The files indexer allows you to index content of files from the file system. Currently the indexer supports indexing of the following files: : PDF, DOC, PPT, XLS, DOCX, PPTX, XLSX.

Note: Until version 1.2 only PDF and PPT files could be indexed.

  • directory based (with FAL support)
  • content based with FAL suppport

System requirements

  • For PDF indexing you will need to have the external tools „pdfinfo“ and „pdftotext“ installed (in Ubuntu Linux they come with the package poppler-utils).
  • For PPT indexint you will need to have the external tool „catppt“ installed (in Ubuntu Linux it comes with the package catdoc).

Please use the extension manager settings to tell ke_search the filepaths where to find these tools.

Directory based file indexer with FAL support

You can specify the folders ke_search should index.Since the files are indexed directly from the file system, there’s no access check! Please make sure only public content is in the folders you make searchable.

You can select a FAL storage from where you want to index files. If you do so, FAL metadata will be indexed. Categories will be used to generate tags (like in the news indexer), this makes it possible to do facetting over files.

Configuration:

  • Set a title (only for internal use).
  • Set the record storage page of search data your search data folder.
  • Set the type to „Files”.
  • Select FAL storage or select “Don’t use FAL”.
  • Select one or more directory which contain your files to be indexed. They have to be subdirectories of „fileadmin/“. If you selected a FAL storage, the directories must be subdirectories of your storage.
  • Enter the list of allowed file extensions. Only files with extensions the indexer supports will be indexed. If you use FAL indexing, you can also provide other filetypes, eg. JPG. From these files the metadata will be indexed.

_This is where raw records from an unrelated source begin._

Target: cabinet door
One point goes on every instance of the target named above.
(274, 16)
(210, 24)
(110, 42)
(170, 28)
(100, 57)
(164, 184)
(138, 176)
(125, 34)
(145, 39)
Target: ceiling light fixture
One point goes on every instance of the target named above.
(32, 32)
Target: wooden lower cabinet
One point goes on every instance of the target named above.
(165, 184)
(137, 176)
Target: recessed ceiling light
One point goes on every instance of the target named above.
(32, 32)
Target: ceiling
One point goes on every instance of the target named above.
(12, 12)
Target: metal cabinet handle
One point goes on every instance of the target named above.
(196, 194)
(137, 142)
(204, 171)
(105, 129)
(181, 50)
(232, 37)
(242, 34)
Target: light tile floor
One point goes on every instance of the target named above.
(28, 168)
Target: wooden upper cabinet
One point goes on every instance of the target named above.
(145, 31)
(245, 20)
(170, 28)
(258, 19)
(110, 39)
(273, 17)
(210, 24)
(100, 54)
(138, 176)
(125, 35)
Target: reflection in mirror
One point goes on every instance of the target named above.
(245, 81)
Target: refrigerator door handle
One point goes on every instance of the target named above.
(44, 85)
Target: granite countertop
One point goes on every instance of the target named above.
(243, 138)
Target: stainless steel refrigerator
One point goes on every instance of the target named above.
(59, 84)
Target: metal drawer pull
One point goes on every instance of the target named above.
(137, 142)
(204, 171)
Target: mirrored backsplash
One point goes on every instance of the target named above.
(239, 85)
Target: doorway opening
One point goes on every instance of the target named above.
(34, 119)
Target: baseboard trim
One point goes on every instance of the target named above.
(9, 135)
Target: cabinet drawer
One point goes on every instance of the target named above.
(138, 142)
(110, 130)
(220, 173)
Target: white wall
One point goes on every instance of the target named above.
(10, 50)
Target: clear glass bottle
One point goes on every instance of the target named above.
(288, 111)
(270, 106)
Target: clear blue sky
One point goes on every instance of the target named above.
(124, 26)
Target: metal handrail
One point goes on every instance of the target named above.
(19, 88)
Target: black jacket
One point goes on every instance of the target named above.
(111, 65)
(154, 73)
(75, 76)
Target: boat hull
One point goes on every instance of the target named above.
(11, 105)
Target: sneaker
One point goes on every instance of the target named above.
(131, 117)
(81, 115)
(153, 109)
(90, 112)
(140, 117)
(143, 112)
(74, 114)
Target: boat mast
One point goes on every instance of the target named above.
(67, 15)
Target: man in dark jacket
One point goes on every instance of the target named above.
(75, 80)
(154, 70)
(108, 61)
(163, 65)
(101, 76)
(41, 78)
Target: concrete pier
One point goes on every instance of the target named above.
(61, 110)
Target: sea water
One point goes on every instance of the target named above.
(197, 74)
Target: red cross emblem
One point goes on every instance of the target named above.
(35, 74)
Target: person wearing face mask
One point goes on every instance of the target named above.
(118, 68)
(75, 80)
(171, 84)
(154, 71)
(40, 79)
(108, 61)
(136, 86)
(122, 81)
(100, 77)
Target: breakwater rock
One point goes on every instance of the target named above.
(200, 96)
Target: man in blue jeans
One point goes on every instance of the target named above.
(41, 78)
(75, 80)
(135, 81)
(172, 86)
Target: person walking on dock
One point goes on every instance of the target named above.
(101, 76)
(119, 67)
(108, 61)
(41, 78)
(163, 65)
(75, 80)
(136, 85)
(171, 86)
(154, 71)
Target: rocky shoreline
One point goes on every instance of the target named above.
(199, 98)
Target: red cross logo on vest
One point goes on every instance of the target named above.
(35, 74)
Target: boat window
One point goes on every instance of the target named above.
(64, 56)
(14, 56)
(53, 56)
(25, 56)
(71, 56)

Content based file indexer with FAL support

This indexer detects files while indexing pages and content elements and indexes the files automatically. Supported content element types are “Text” / “Text with image” and “Filelinks”.

Just create an indexer configuration of type “pages” or “content elements”. Indexing of files will take place automatically.

File types which should be indexed can be specified in the indexer configuration. Leaving the field empty will have the effekt that no files will be indexed.

Content restrictions from the linking content elements will be taken into account.

FAL metadata will be indexed. Tags will be generated from categories (like in the news indexer).